News of North Korea's artillery shelling of the South Korean island of Yeonpyeong and the death of two South Korean marines, has sharply raised fears both regionally and worldwide that the peninsula may be on the edge of a full-blown military exchange. For once the hyperbole does not seem unjustified.
What explains the actions of the North? The official line from Pyongyang is that the South fired first. Although the evidence for this is questionable, Monday saw the start of a series of routine military manoeuvres - the Hoguk exercises - between the South Korean navy and its US partner which the North has claimed represents preparations for a full-scale attack on the North. To most dispassionate observers this seems like political rhetoric, although typical of the sense of vulnerability that is characteristic of the North Korean leadership.
More plausibly, at a time when the North has been grappling with weak economic conditions, food shortages brought about by flooding, and the uncertainty surrounding the succession process for the young heir apparent Kim Jong-un, the government may be looking to a foreign crisis as a means of shoring up support at home. Conflict abroad can mobilize domestic opinion, reinforcing the position of the military and legitimizing a leadership in transition.
Equally relevant, Pyongyang's leaders may have calculated that, in anticipation of a re-start of the Six Party Talks process to address the North's nuclear weapons programme, tough action on the ground might translate into a stronger position at the negotiating table.
The difficulty for South Korea's President Lee is that anything short of decisiveness now will look like weakness, if not appeasement of the North. However, threatening a military response is a high-wire gambit that could prove disastrous. If the North chooses to attack again, the South will be forced to act and the risk of military action escalating into full-blown war rises sharply.

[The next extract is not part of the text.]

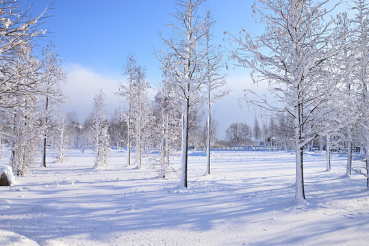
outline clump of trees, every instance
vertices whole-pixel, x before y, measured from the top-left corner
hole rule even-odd
[[[0,135],[10,145],[14,174],[24,175],[35,164],[41,142],[46,166],[47,143],[60,118],[60,85],[66,77],[53,44],[42,49],[38,43],[46,36],[41,27],[47,8],[32,18],[30,8],[3,1],[0,10]]]
[[[251,68],[255,83],[268,83],[270,96],[282,106],[251,90],[246,90],[246,100],[290,117],[298,203],[305,201],[303,150],[311,140],[327,136],[329,146],[331,139],[340,139],[348,143],[350,153],[353,141],[366,150],[369,148],[364,109],[368,102],[368,3],[352,1],[352,18],[341,14],[335,26],[335,19],[329,15],[335,6],[329,9],[327,2],[259,1],[253,10],[264,26],[264,33],[255,35],[242,29],[239,36],[228,33],[230,41],[238,44],[230,51],[236,66]],[[250,99],[251,95],[258,99]],[[359,113],[354,115],[353,110]],[[355,169],[350,166],[351,158],[349,154],[348,173],[363,174],[369,186],[368,164],[365,172]],[[327,156],[327,165],[329,161]]]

What can be done to move the parties back from the brink of a mutually devastating conflict? A calibrated military response from the South and its allies is overly risky and threatens loss of civilian and military life on a huge scale, as well as massive economic dislocation, the ripple effects of which would be felt throughout the region and the world. Formal sanctions have been tried many times before, via the United Nations, and there is little evidence that this would have any meaningful impact on the leadership in Pyongyang, particularly since China - the main source of support to the North in terms of food and energy provision - remains reluctant to turn the screws on its Korean ally for fear of provoking even more instability on the peninsula.
This leaves diplomacy as the only creditable option and a long-term process of engagement between the international community and North Korea. The evidence of provocation, not to mention the risk of escalation in Monday's attack, may be sufficiently acute to encourage a more decisive and unambiguous response from the UN Security Council. In all of this, clarity of language and unity of purpose will be key.
The national leaders involved should keep in mind the stakes involved for both North and South Korea - two countries with a combined population of some 70 million people, both heavily armed and in such close proximity to one another that the consequences of military action would be catastrophic.